De stature, de diction et de couleur, à la fois sombre et claironnante, Charles Workman est un Titus idéal. Mais son émission contrainte lui interdit tout legato et toute variation dynamique, sinon détimbrée. Dès lors, cette voix ferme et virtuose ne laisse jamais le doute s'insinuer dans l'esprit de l'empereur. De même, Anna Caterina Antonacci possède comme peu avant elle l'exacte couleur de Vitellia, sombre flamme à l'italianità mordante dans le grave et le médium, en vocalises conquérantes.
Mais la soprano italienne, sacrée diva assoluta un peu aveuglément après une Cassandre certes incendiaire, mais que ses prestations ultérieures ont été loin d'égaler, a malheureusement toutes les peines du monde à venir à bout d'un rôle dont elle ne maîtrise pas l'ambitus meurtrier. Le redoutable trio Vengo
aspettate
Sesto ! la laisse ainsi à court de timbre et de souffle, bridée dans ses élans tragiques par d'indispensables précautions, dont pâtit la ligne rebelle d'un Non più di fiori aux registres superbement fondus.
Le Sextus absolu de Joyce DiDonato
Une fois admis que Sextus est le travesti mozartien le plus gratifiant pour une mezzo dotée d'un minimum d'extension et d'agilité, Joyce DiDonato s'y révèle d'emblée exceptionnelle, absolue même, tant elle y déploie les meilleures qualités de ses plus illustres devancières, transcendées par cette violence frémissante qui n'est qu'à elle. Possédée, ardente, dardée dans sa fragilité, la vocalité mozartienne lui inspire les accents les plus saisissants sur une palette dynamique d'une exceptionnelle richesse, expression d'une présence vibrante que Yannis Kokkos semble livrer à elle-même, sans en explorer l'inestimable force, pas plus qu'il ne dirige les formidables acteurs que sont Antonacci et Workman, comme prisonniers de leur corps.
Et plutôt que de mettre à profit l'exiguïté de la scène en se concentrant sur les conflits entre sphères publique et privée, le metteur en scène tente d'exalter la dimension rituelle du pardon, comme pour mieux fraterniser avec la Flûte enchantée, sans parvenir à dépasser les contraintes d'une scénographie plus étouffée que dépouillée.
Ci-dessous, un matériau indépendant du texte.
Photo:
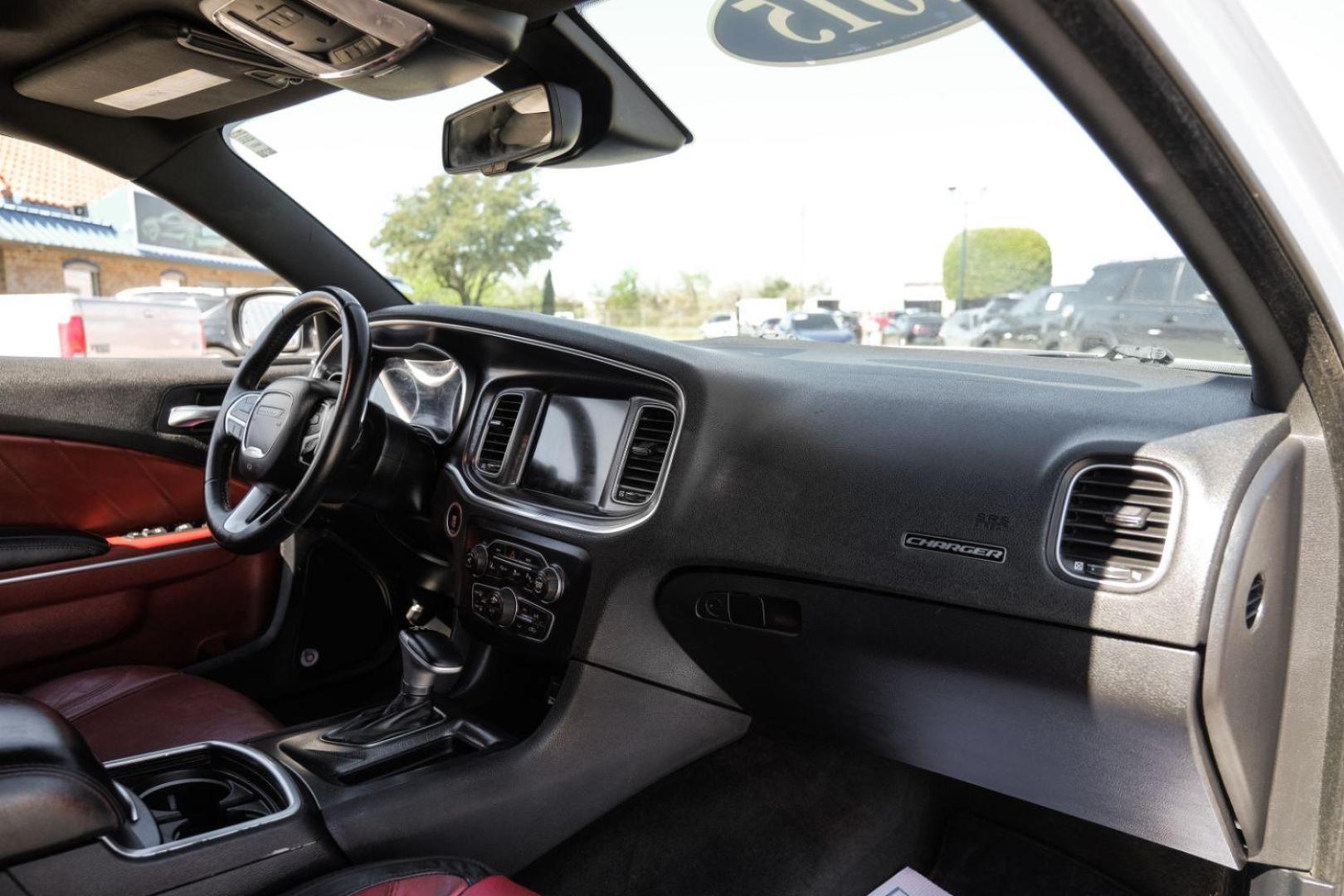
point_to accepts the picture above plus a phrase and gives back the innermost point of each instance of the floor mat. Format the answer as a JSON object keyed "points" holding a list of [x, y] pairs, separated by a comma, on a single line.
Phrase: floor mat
{"points": [[981, 859], [774, 816], [780, 815]]}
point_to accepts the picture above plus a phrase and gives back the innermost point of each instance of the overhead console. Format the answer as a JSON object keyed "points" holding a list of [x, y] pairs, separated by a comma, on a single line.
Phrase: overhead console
{"points": [[173, 69], [371, 46]]}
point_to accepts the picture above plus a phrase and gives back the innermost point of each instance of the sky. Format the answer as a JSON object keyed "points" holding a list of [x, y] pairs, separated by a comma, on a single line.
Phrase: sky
{"points": [[834, 173]]}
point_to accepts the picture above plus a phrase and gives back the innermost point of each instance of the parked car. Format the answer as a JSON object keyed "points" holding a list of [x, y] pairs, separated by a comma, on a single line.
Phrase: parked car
{"points": [[1032, 323], [1161, 303], [65, 325], [719, 324], [754, 310], [816, 327], [913, 329], [962, 328], [212, 304], [851, 321], [769, 328], [1001, 304]]}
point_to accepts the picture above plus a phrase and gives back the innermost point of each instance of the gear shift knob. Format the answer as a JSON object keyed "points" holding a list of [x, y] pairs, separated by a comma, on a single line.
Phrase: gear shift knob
{"points": [[431, 663]]}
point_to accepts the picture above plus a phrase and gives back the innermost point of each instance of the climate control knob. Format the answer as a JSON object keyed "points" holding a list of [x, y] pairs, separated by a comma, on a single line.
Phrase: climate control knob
{"points": [[548, 585], [477, 559], [503, 611]]}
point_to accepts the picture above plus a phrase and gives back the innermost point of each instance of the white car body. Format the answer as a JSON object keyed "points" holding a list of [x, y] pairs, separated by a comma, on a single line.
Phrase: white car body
{"points": [[719, 325], [754, 312], [962, 328], [65, 325]]}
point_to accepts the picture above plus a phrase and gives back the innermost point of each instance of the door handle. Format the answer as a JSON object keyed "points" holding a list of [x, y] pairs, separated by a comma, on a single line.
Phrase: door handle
{"points": [[188, 416]]}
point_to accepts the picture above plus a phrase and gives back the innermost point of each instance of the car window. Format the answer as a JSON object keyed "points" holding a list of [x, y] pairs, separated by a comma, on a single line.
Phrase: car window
{"points": [[95, 266], [743, 219], [1152, 285]]}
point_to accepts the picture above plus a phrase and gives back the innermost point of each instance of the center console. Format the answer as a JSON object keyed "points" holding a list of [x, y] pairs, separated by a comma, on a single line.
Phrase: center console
{"points": [[205, 817], [202, 791]]}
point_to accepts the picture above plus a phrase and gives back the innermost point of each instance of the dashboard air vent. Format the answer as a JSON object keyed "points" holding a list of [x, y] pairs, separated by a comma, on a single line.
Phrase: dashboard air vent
{"points": [[499, 433], [1118, 524], [645, 455]]}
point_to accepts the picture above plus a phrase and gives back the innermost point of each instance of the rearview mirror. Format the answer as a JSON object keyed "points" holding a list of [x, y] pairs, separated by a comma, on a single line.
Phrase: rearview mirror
{"points": [[513, 130]]}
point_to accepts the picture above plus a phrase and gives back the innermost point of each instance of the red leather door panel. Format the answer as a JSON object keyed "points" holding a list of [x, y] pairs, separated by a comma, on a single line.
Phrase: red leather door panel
{"points": [[162, 601]]}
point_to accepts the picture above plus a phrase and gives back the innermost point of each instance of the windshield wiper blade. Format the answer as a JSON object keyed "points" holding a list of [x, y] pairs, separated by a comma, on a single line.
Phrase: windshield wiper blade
{"points": [[1142, 353]]}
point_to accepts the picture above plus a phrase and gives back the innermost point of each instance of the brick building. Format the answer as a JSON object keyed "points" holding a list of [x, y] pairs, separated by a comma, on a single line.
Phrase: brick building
{"points": [[71, 227]]}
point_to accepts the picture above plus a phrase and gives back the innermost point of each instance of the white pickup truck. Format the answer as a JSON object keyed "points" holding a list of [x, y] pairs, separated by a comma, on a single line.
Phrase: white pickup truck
{"points": [[63, 325]]}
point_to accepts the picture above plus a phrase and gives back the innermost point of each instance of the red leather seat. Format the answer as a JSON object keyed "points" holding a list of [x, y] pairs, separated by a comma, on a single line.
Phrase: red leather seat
{"points": [[414, 878], [125, 711]]}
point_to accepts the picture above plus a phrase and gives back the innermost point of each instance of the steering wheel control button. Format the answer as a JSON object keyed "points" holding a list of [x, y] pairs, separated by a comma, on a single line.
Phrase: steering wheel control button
{"points": [[266, 425], [241, 411]]}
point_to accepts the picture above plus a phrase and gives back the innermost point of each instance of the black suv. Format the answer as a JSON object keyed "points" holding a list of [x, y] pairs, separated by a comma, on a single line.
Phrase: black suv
{"points": [[1160, 303], [1032, 323]]}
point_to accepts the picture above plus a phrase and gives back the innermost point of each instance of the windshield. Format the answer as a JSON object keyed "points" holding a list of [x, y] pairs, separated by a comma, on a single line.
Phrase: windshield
{"points": [[938, 178]]}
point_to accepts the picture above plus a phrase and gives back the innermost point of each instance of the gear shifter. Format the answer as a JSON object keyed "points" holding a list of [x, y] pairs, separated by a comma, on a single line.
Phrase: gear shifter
{"points": [[431, 664]]}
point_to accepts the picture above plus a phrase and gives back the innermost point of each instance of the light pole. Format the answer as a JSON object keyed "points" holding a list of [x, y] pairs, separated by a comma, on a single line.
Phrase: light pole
{"points": [[965, 219]]}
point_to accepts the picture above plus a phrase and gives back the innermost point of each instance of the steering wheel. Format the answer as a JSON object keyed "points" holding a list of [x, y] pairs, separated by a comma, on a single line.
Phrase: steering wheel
{"points": [[290, 438]]}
Pour ses premiers pas dans la fosse, Christian Zacharias sait ne pas figer le discours en évitant une lecture concertante, mais ne parvient pas toujours à composer avec la sécheresse du lieu, peu flatteuse pour un Orchestre de chambre de Lausanne dont les sonorités se révèlent trop uniment claires et les accents insuffisamment précis et variés, sans fulgurance aucune dans un Finale de premier acte embrasé par l'incandescente Joyce DiDonato.